「名探偵コナン(業火の向日葵)劇場版」のネタバレあらすじ結末

名探偵コナン 業火の向日葵の紹介:2015年公開の日本長編アニメーション映画。劇場版『名探偵コナン』シリーズの19作目。巨大宝石しか狙わないはずの怪盗キッドから届いたゴッホの名画「ひまわり」の犯行予告を巡って、コナンらを巻き込んだ騒動が繰り広げられる。

予告動画

名探偵コナン(業火の向日葵)劇場版の主な出演者

江戸川コナン(高山みなみ)、毛利蘭(山崎和佳奈)、毛利小五郎(小山力也)、工藤新一(山口勝平)、鈴木園子(松井菜桜子)、阿笠博士(緒方賢一)、灰原哀(林原めぐみ)、吉田歩美(岩居由希子)、円谷光彦(大谷育江)、小嶋元太(高木渉)、目暮十三(茶風林)、中森銀三(石塚運昇)、鈴木次郎吉(富田耕生)、怪盗キッド(山口勝平)、圭子アンダーソン(榊原良子)、宮台なつみ(榮倉奈々)、東幸二(磯部弘)、岸久美子(ゆかな)、石嶺泰三(宝亀克寿)

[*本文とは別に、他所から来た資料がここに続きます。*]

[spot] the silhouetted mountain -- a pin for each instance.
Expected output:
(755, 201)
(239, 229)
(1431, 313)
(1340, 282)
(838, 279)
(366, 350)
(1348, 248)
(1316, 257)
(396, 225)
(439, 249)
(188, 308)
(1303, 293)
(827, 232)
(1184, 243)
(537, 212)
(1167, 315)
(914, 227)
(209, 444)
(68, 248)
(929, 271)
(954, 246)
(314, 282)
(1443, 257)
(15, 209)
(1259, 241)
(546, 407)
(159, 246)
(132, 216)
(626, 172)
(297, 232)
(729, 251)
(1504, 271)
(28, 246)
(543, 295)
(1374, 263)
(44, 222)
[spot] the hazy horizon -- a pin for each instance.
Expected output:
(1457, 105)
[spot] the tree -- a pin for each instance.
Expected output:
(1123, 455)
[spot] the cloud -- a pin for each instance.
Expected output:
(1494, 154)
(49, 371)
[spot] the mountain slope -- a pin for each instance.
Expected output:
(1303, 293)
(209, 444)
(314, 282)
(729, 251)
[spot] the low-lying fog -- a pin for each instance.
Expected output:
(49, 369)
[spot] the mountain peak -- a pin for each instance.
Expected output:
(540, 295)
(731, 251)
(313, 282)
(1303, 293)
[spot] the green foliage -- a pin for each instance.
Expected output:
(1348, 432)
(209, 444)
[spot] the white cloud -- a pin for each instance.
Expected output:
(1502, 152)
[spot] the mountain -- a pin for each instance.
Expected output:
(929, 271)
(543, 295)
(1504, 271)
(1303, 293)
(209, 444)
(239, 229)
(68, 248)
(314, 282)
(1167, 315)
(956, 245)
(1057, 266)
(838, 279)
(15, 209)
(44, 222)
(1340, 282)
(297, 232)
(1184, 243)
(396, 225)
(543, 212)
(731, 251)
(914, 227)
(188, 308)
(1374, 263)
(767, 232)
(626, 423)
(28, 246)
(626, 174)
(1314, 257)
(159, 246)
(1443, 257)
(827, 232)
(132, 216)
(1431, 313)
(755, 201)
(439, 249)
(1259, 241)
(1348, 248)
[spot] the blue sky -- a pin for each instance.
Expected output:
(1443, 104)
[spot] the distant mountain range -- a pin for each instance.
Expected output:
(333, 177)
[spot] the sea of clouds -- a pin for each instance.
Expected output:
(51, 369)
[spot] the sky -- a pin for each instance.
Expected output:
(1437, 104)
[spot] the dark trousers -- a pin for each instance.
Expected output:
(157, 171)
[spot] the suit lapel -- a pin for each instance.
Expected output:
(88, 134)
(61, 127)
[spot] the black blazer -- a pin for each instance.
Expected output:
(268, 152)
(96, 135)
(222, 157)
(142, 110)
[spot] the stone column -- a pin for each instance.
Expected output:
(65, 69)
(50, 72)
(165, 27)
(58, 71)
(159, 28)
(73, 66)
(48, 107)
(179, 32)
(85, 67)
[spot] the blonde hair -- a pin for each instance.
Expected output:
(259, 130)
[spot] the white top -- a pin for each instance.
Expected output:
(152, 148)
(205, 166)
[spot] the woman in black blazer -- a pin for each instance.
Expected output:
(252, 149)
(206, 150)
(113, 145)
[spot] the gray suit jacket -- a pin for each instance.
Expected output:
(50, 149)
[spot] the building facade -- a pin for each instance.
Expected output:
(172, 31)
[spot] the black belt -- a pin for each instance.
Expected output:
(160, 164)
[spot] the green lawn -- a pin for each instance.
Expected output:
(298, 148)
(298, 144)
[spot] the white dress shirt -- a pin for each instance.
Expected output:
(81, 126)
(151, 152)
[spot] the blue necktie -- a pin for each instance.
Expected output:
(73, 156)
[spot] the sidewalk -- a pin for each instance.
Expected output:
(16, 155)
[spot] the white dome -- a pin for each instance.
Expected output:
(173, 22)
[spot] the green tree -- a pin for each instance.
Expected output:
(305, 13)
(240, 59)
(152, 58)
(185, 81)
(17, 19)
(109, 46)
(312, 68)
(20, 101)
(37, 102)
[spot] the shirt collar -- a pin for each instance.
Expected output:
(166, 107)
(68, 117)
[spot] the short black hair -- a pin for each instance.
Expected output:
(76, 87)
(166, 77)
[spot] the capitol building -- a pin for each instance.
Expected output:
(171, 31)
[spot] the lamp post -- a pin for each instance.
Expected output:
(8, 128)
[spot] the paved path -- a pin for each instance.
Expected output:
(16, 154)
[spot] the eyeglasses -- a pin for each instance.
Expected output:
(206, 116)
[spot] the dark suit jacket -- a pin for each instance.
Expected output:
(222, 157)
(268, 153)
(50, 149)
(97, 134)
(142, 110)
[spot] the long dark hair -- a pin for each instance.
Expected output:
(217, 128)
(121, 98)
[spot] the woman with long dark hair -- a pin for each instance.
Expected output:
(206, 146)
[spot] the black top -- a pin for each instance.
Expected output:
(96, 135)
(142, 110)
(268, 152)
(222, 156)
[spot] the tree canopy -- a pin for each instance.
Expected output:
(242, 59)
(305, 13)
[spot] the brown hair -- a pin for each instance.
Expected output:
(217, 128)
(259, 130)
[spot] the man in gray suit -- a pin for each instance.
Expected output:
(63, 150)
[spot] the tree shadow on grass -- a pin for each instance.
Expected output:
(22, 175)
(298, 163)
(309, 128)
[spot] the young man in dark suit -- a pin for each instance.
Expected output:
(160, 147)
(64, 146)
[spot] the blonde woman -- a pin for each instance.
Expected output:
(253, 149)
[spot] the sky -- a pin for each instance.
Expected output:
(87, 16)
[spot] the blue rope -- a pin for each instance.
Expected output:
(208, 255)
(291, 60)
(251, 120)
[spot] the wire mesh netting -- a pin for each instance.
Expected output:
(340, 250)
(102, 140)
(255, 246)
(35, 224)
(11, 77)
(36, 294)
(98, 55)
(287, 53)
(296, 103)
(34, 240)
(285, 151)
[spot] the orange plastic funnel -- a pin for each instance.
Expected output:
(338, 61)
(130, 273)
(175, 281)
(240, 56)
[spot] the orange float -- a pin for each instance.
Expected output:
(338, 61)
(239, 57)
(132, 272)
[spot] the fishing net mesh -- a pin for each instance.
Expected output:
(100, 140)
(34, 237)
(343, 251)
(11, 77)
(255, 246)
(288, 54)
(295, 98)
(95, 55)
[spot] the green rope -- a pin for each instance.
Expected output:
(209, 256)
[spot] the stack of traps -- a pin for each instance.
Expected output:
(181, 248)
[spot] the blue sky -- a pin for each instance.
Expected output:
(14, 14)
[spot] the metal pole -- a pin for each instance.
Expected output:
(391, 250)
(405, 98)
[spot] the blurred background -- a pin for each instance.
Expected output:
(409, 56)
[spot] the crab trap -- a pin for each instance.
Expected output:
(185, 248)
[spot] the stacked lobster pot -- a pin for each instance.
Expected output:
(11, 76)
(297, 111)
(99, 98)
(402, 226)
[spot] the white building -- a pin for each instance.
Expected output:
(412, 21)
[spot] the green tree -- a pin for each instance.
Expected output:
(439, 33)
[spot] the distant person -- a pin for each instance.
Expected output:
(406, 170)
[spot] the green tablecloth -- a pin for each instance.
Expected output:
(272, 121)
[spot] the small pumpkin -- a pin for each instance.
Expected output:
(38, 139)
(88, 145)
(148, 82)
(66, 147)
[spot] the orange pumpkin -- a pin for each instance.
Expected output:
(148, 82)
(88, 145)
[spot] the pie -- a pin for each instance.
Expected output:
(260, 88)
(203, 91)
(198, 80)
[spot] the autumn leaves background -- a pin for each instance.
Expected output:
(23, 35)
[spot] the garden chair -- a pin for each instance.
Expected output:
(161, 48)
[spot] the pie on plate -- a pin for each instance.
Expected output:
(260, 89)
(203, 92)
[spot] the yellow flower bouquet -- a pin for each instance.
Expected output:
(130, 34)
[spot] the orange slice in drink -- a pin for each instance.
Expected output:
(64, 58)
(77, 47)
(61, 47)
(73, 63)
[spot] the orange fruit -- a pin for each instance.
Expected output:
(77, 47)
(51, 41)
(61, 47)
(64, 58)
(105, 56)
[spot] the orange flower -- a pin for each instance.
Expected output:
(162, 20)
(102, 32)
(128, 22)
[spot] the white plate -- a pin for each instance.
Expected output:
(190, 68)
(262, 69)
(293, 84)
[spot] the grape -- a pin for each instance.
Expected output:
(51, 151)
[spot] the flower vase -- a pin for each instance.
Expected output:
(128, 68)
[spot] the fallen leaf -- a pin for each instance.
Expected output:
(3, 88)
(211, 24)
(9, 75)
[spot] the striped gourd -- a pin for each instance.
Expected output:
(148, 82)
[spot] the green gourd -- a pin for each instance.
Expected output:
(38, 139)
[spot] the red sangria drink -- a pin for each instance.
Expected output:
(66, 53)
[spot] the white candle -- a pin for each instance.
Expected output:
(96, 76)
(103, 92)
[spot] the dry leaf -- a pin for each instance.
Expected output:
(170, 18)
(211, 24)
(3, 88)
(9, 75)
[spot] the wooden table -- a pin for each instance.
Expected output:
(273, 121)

名探偵コナン(業火の向日葵)劇場版のネタバレあらすじ

簡単なあらすじ

①ゴッホの「ひまわり」が発見され、オークションにかけられる。それを落札した次郎吉は、世界各地にある「ひまわり」7枚を集めて『日本に憧れるひまわり展』開催を宣言する。しかし宝石しか盗まない怪盗キッドが予告状を出す。 ②怪盗キッドの邪魔が入るもなぜか絵画はなくならず、美術展は開催された。しかし初日に美術館が火災に遭う。 ③展示の邪魔をしていたのは学芸員・宮台なつみ。新たに見つかった絵画が贋作だと思い込み、偽物と本物が一緒に展示されるのが許せなかったからというのが理由。怪盗キッドはむしろ「ひまわり」を守っていた。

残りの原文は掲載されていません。